Federal prosecutors say that 59 people have been convicted in those schemes so far, and that more than $1 billion in taxpayers’ money has been stolen in three plots they are investigating. That is more than Minnesota spends annually to run its Department of Corrections. Minnesota’s fraud scandal stood out even in the context of rampant theft during the pandemic, when Americans stole tens of billions through unemployment benefits, business loans and other forms of aid, according to federal auditors.

Returning to your post,

here are cherry-picked cases

What do you expect us to do with this? Errors happen all the time, in everything. There were five train derailments in Spain last week, do you think there was a conniving transportation officer trying to fertilize the land with innocent Iberian blood? You need an argument rooted in statistics if you’re alleging that ICE is (1) concerningly incompetent or (2) evil. There is literally nothing we can do with these isolated cases.

officers get annoyed and take photos

Okay? They are human too. If someone harasses their local bus driver they are liable to be punched in the face. We aren’t Sparta, we don’t have endless pithy and stoical military elites to fulfill every social need.

This is a punitive expedition and I could not support it more

So what happens when it turns out that the Somalis are overwhelmingly citizens and/or legal immigrants, thanks in large part to George H.W. Bush and the Republicans who held Congress throughout the 90s, and then a bunch of churches juiced up with money thanks to George W. Bush? For the record if there's going to be punishment I think that it needs to start there.

Their legality should have been conditional on good behavior. Punish the Somalis first then go after the moralizing Pat Buchanan types that let them in under the name of jesus but didn't actually follow through with any active support. Though thats not the fault of the evangelicals that the somalia just lied about embracing jesus and found it bafflingly easy to just continue lying with the active aid of other whites that found it useful to hold an entire population of system defectors up as a cudgel against their proximate enemy.

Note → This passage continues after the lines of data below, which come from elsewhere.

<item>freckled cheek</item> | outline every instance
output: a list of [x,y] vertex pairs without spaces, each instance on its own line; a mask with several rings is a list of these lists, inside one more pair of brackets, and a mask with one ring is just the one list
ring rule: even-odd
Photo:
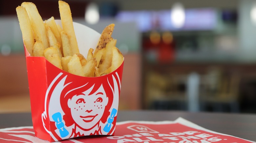
[[97,102],[94,104],[94,107],[96,109],[102,109],[103,107],[102,102]]
[[76,105],[73,107],[73,109],[75,111],[79,111],[81,110],[85,109],[85,105],[84,104],[77,104]]

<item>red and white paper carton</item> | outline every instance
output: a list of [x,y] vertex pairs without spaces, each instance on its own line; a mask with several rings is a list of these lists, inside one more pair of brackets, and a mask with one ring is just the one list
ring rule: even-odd
[[[56,23],[61,25],[59,20]],[[100,34],[74,23],[80,52],[96,48]],[[82,77],[56,67],[24,46],[36,136],[53,142],[77,136],[114,135],[123,62],[113,72]]]

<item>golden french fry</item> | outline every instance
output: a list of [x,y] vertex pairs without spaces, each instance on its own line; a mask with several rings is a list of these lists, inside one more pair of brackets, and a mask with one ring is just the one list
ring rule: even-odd
[[87,77],[94,77],[95,67],[97,65],[97,62],[95,58],[87,61],[86,64],[83,66],[83,71],[84,76]]
[[88,51],[88,54],[87,55],[87,60],[89,61],[93,58],[93,49],[90,48]]
[[64,31],[61,32],[61,35],[62,41],[63,56],[73,56],[74,54],[72,51],[71,44],[68,36]]
[[42,41],[45,49],[48,48],[49,46],[46,30],[35,5],[31,2],[24,2],[21,4],[21,6],[25,8],[28,13],[36,41]]
[[69,56],[61,58],[61,66],[62,67],[62,69],[67,72],[69,72],[68,64],[72,57],[72,56]]
[[75,54],[79,58],[79,59],[80,60],[80,62],[82,66],[83,66],[85,65],[85,64],[87,62],[87,60],[86,60],[86,59],[84,57],[84,56],[80,53],[76,53]]
[[113,47],[112,50],[111,72],[113,72],[119,67],[123,61],[123,56],[119,50],[116,47]]
[[60,44],[57,40],[55,35],[54,35],[53,31],[50,27],[46,26],[47,28],[47,37],[48,41],[49,41],[49,44],[50,47],[53,47],[56,49],[58,51],[58,53],[59,56],[60,58],[61,59],[62,57],[62,54],[60,51]]
[[33,56],[44,56],[44,46],[41,41],[35,42],[32,49]]
[[[62,42],[61,40],[61,37],[60,36],[60,33],[59,31],[58,27],[54,20],[54,18],[52,16],[51,18],[45,21],[45,24],[46,27],[49,27],[51,28],[54,35],[55,36],[56,39],[59,43],[60,44],[60,49],[61,51],[62,55],[63,54],[62,51]],[[49,41],[50,42],[50,41]],[[51,46],[50,45],[50,46]]]
[[62,70],[61,61],[56,48],[51,47],[44,51],[45,58],[53,65]]
[[101,57],[103,54],[105,53],[105,50],[106,49],[105,48],[101,49],[98,50],[98,52],[96,53],[95,53],[95,52],[93,56],[96,59],[96,61],[97,61],[97,66],[96,66],[96,67],[98,67]]
[[66,2],[59,0],[59,8],[63,30],[67,33],[70,39],[73,55],[79,53],[79,49],[74,30],[73,20],[69,5]]
[[101,62],[99,65],[98,68],[100,72],[102,72],[108,68],[111,65],[112,61],[112,48],[116,46],[117,40],[112,38],[108,42],[106,45],[105,49],[106,51],[102,55],[101,59]]
[[106,70],[104,72],[100,72],[99,74],[101,76],[105,75],[111,72],[111,67],[110,67],[107,70]]
[[24,44],[30,56],[33,56],[32,49],[35,44],[35,41],[33,30],[29,16],[26,8],[23,7],[17,7],[16,8],[16,12],[22,34]]
[[106,45],[108,42],[111,37],[114,26],[115,24],[112,24],[109,25],[104,28],[98,42],[97,45],[95,52],[96,53],[99,50],[105,48]]
[[77,55],[74,55],[68,63],[69,72],[80,76],[84,76],[83,68]]
[[58,30],[59,30],[59,33],[61,33],[61,32],[63,31],[63,29],[62,29],[62,28],[61,28],[61,26],[59,24],[57,24],[57,27],[58,28]]
[[99,74],[99,69],[98,68],[95,67],[95,71],[94,72],[94,77],[97,77],[98,76],[100,76],[100,74]]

I think you're mixing up Pat Buchanan with someone else - Buchanan was a paleoconservative exiled from the GOPe in large part because of his views on race and immigration. Here he is in 1993 talking about 'Brazilification', black-on-white crime stats, immigrant abuses of welfare, and demanding closed borders.

Jailing the Somali's who participated in the fraud seems relatively straightforward under existing laws. About 90% of the Somali population of the Twin cities are American citizens, if they cannot be legally proven to have participated in the fraud how should they be punished?

Widespread social censure and denial of services without vetting. It is clear the somalis are exploiting lawfare with the help of activists, the solution then is to punish the facilitative ecosystem. This ridiculous attitude of dropping a case just because of a minor procedural hiccup on race grounds is a ridiculous self inflicted wound and it is the festering pustule that will destroy the USAs ability to coordinate against internal system wide defectors let alone external stressors.